I’m helping to lead a study abroad trip in Rome for the next couple of weeks, so the Water Dipper will be on hiatus. But I plan to return at the end of January.
“Wendell Berry Book Club.” Ashley Colby is convening an online book club to discuss Berry’s Need to Be Whole. Lots of people have signed up, so she’s organizing several groups of 10-15 people who want to meet once a month and talk about a chapter from that book. I’m looking forward to these discussions.
“Why Future Generations Will Celebrate Pope Emeritus Benedict XVI.” Michael Brendan Dougherty articulates some of the features of Benedict’s legacy, focusing on his theological and philosophical contributions and his critique of reason cut off from transcendence: “This impoverished vision of reason robs men of not just their faith, but also philosophy and the speculative power that dignifies man from other creatures. In this lecture and in other homilies given during a visit to the United Kingdom, Benedict was outlining his response to what he saw as the ‘dictatorship of relativism,’ where a pervasive skepticism robbed life of all grounded meaning and left the human person marooned and vulnerable to the tyranny of ‘one’s own ego and desires.’”
“Happy New Year, 1991!” Nadya Williams reflects on time and memory at this turning of the year and recalls her last months in Russia with her family before they fled the collapsing Soviet Union: “life is so often this way—we do not know when a farewell is complete and final, rather than just a see-you-later.”
“Living Outside of Time.” Gary Saul Morson on Eugene Vodolazkin is not to be missed. Morson discusses all of Vodolazkin’s novels, focusing on his explorations of time: “For Vodolazkin, utopianism characterizes ‘the modern mind,’ which misunderstands the relation of human life to time and history. Because utopian thinking places the highest value on the remote future, Bakhtin explained, the near future of the present moment ‘is drained and bled of its substance.’ What’s more, the myth of inevitable progress, Vodolazkin writes in his essay ‘At Lenin’s Tomb,’ substitutes the calendar for real thinking.”
“What Makes Poetry Christian?” Andrew Frisardi reviews the anthology recently published by Micah Mattix and Sally Thomas and considers that hard questions that all editors of anthologies face: “Micah Mattix and Sally Thomas’s editorial choices cover a lot of ground. In terms of poetic technique, about half of the poems are free verse and half metrical, with and without rhyme, by poets whose voices are alternately skeptical, comic, visceral, visionary, chatty, or devotional. With superb biographical and critical prefaces placed before each poet’s work, the anthology provides a substantial introduction to contemporary Christian poetry in America, as well as food for thought and multiple models for where such poetry might go in the future.”
“The Rise and Fall of Peer Review.” Adam Mastroianni argues that peer review constitutes a failed experiment: “Here’s a simple question: does peer review actually do the thing it’s supposed to do? Does it catch bad research and prevent it from being published? It doesn’t.”

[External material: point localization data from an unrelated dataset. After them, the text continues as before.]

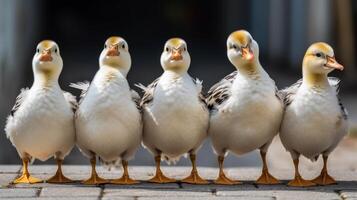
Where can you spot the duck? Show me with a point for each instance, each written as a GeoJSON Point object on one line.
{"type": "Point", "coordinates": [108, 119]}
{"type": "Point", "coordinates": [41, 123]}
{"type": "Point", "coordinates": [175, 115]}
{"type": "Point", "coordinates": [245, 109]}
{"type": "Point", "coordinates": [314, 120]}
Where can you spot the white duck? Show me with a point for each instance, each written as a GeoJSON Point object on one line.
{"type": "Point", "coordinates": [41, 123]}
{"type": "Point", "coordinates": [175, 115]}
{"type": "Point", "coordinates": [314, 120]}
{"type": "Point", "coordinates": [245, 109]}
{"type": "Point", "coordinates": [108, 121]}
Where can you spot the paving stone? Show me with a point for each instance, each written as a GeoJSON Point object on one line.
{"type": "Point", "coordinates": [144, 185]}
{"type": "Point", "coordinates": [6, 179]}
{"type": "Point", "coordinates": [119, 198]}
{"type": "Point", "coordinates": [206, 198]}
{"type": "Point", "coordinates": [18, 192]}
{"type": "Point", "coordinates": [346, 187]}
{"type": "Point", "coordinates": [153, 192]}
{"type": "Point", "coordinates": [5, 169]}
{"type": "Point", "coordinates": [57, 198]}
{"type": "Point", "coordinates": [349, 194]}
{"type": "Point", "coordinates": [77, 191]}
{"type": "Point", "coordinates": [303, 195]}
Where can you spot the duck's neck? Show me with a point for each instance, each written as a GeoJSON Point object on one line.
{"type": "Point", "coordinates": [111, 70]}
{"type": "Point", "coordinates": [175, 74]}
{"type": "Point", "coordinates": [45, 79]}
{"type": "Point", "coordinates": [250, 69]}
{"type": "Point", "coordinates": [315, 80]}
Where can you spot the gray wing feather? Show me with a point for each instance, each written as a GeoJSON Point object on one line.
{"type": "Point", "coordinates": [19, 99]}
{"type": "Point", "coordinates": [148, 92]}
{"type": "Point", "coordinates": [136, 98]}
{"type": "Point", "coordinates": [71, 100]}
{"type": "Point", "coordinates": [289, 93]}
{"type": "Point", "coordinates": [220, 92]}
{"type": "Point", "coordinates": [83, 86]}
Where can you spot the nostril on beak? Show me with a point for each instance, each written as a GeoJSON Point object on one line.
{"type": "Point", "coordinates": [113, 51]}
{"type": "Point", "coordinates": [46, 56]}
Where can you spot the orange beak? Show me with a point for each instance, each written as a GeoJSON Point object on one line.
{"type": "Point", "coordinates": [46, 56]}
{"type": "Point", "coordinates": [176, 55]}
{"type": "Point", "coordinates": [246, 54]}
{"type": "Point", "coordinates": [332, 63]}
{"type": "Point", "coordinates": [113, 51]}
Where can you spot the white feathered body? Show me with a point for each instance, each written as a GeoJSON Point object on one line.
{"type": "Point", "coordinates": [176, 122]}
{"type": "Point", "coordinates": [249, 118]}
{"type": "Point", "coordinates": [43, 125]}
{"type": "Point", "coordinates": [108, 122]}
{"type": "Point", "coordinates": [313, 122]}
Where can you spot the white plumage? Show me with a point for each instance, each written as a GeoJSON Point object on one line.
{"type": "Point", "coordinates": [176, 120]}
{"type": "Point", "coordinates": [41, 123]}
{"type": "Point", "coordinates": [175, 115]}
{"type": "Point", "coordinates": [108, 121]}
{"type": "Point", "coordinates": [315, 120]}
{"type": "Point", "coordinates": [246, 111]}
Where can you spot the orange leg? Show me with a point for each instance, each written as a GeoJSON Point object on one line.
{"type": "Point", "coordinates": [159, 176]}
{"type": "Point", "coordinates": [94, 179]}
{"type": "Point", "coordinates": [59, 177]}
{"type": "Point", "coordinates": [26, 177]}
{"type": "Point", "coordinates": [125, 179]}
{"type": "Point", "coordinates": [194, 178]}
{"type": "Point", "coordinates": [324, 178]}
{"type": "Point", "coordinates": [266, 178]}
{"type": "Point", "coordinates": [298, 180]}
{"type": "Point", "coordinates": [222, 178]}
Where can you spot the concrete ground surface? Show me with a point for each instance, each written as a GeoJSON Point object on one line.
{"type": "Point", "coordinates": [342, 166]}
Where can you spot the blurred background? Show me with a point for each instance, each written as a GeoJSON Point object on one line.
{"type": "Point", "coordinates": [283, 28]}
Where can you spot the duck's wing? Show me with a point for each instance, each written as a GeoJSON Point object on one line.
{"type": "Point", "coordinates": [148, 92]}
{"type": "Point", "coordinates": [71, 99]}
{"type": "Point", "coordinates": [221, 91]}
{"type": "Point", "coordinates": [19, 100]}
{"type": "Point", "coordinates": [335, 83]}
{"type": "Point", "coordinates": [201, 96]}
{"type": "Point", "coordinates": [287, 95]}
{"type": "Point", "coordinates": [83, 86]}
{"type": "Point", "coordinates": [136, 98]}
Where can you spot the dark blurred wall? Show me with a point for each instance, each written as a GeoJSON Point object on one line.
{"type": "Point", "coordinates": [283, 29]}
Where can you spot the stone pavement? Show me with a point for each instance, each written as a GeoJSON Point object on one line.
{"type": "Point", "coordinates": [345, 189]}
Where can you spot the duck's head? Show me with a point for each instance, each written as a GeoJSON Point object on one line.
{"type": "Point", "coordinates": [116, 54]}
{"type": "Point", "coordinates": [175, 56]}
{"type": "Point", "coordinates": [47, 60]}
{"type": "Point", "coordinates": [242, 50]}
{"type": "Point", "coordinates": [319, 60]}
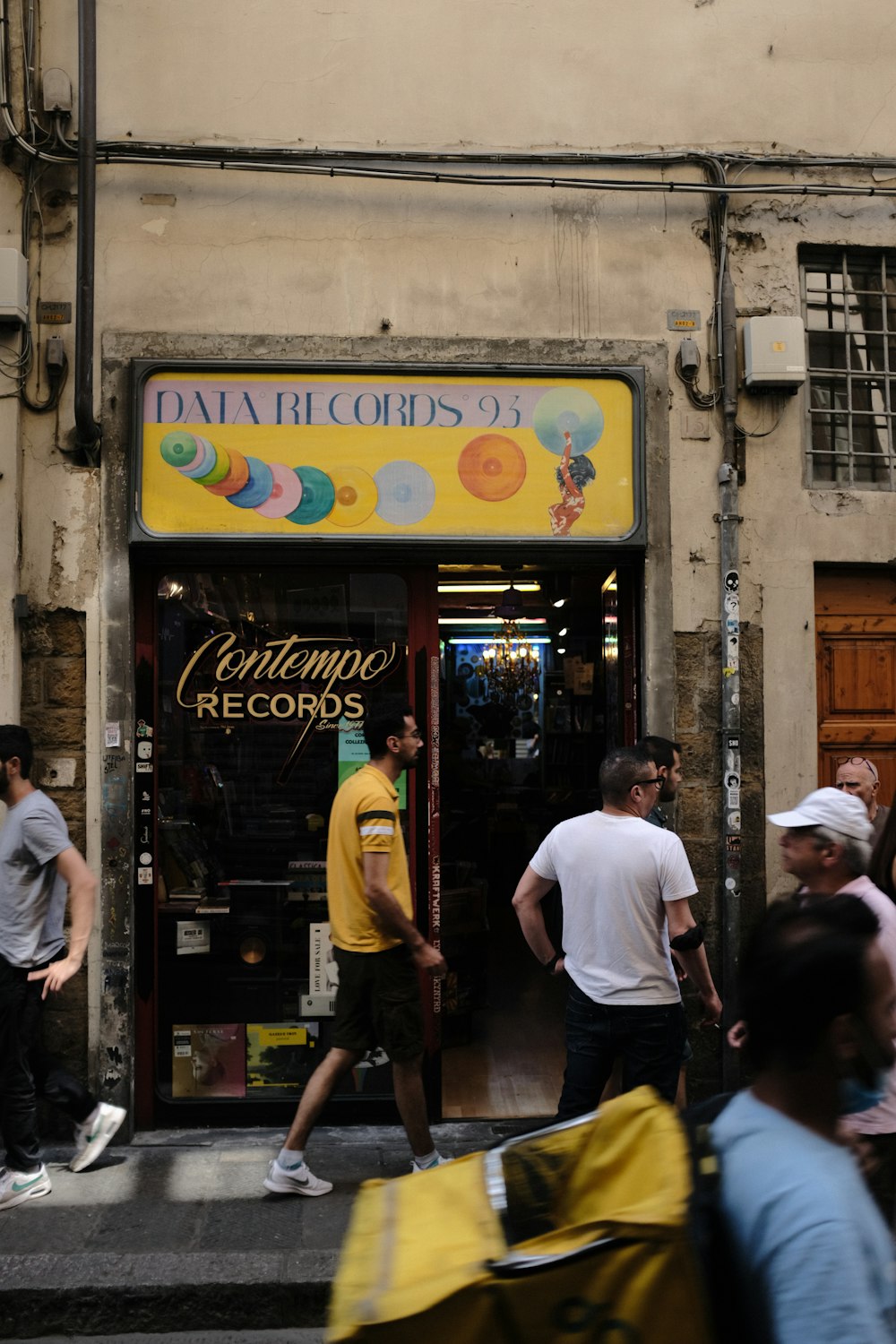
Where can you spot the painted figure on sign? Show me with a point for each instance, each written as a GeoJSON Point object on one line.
{"type": "Point", "coordinates": [573, 476]}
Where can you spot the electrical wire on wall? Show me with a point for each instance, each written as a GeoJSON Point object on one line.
{"type": "Point", "coordinates": [718, 177]}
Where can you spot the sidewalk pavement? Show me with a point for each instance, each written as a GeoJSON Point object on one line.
{"type": "Point", "coordinates": [175, 1233]}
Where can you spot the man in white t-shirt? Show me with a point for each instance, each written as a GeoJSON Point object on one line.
{"type": "Point", "coordinates": [826, 843]}
{"type": "Point", "coordinates": [625, 887]}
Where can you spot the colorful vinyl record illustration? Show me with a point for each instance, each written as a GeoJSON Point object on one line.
{"type": "Point", "coordinates": [236, 478]}
{"type": "Point", "coordinates": [492, 467]}
{"type": "Point", "coordinates": [406, 492]}
{"type": "Point", "coordinates": [220, 470]}
{"type": "Point", "coordinates": [317, 497]}
{"type": "Point", "coordinates": [287, 492]}
{"type": "Point", "coordinates": [203, 462]}
{"type": "Point", "coordinates": [179, 451]}
{"type": "Point", "coordinates": [567, 409]}
{"type": "Point", "coordinates": [355, 496]}
{"type": "Point", "coordinates": [257, 488]}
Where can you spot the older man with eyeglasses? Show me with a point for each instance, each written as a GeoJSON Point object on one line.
{"type": "Point", "coordinates": [858, 776]}
{"type": "Point", "coordinates": [625, 887]}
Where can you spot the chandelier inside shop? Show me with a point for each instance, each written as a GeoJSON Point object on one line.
{"type": "Point", "coordinates": [511, 664]}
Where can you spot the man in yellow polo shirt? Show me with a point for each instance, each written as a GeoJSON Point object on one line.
{"type": "Point", "coordinates": [379, 949]}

“Why Society Still Needs the Family.” Mary Harrington reviews Sophie Lewis’s Abolish the Family and isn’t convinced: “It’s subtitled A Manifesto for Care and Liberation. But the reality is that wanting both care and liberation is a bit like wanting somewhere to be both a nature reserve and a golf course. It’s no coincidence that the modern world sincerely believes we can have both; we can, somehow, have all the good things at once, with no contradictions.” (Recommended by Martin Schell.)
“The Hopeful Dystopian.” Christian Lorentzen writes about the continued appeal of Christopher Lasch’s vision: “His is a vision not of heroes and villains, nor of friends and enemies, but of a system that has, through accumulating unintended consequences, atomized the citizenry, undermined the idea of “the common life,” and rendered the world instead “a war of all against all.” Given that the first priority of anyone who finds themselves in such a world will be survival, Lasch’s works have the same appeal as classics of dystopian literature.”
“How to Save Britain’s Pig Farms.” John Lewis-Stempel details the state of UK pork and pulls no punches: “The treatment of pigs is the pig industry’s real problem, not today’s high grain prices, or the long-term reluctance of supermarkets to pay a fair price or even the numberless failed government promises of aid.”
“A Masterpiece Novel That Should Be an Instant Classic.” Jessica Hooten Wilson reviews a new translation of a classic nineteenth-century Italian novel: “Although written in the nineteenth century, The Betrothed poses as a retelling of a seventeenth-century manuscript, recording a true story that occurred during this historical period. The novel becomes an emblem of Italian identity, the first work of such magnitude in the Italian language. Now in a beautiful translation for English readers, the novel compels us to answer questions about how to be virtuous in our own time and place.”
“2022 Congressional Stock Trading Report.” Unusual Whales is out with its yearly report on congressional stock trading, and once again, members of congress dramatically outperformed the S&P 500. There seems to be some growing consensus behind a trading ban, but the practice remains legal—and lucrative.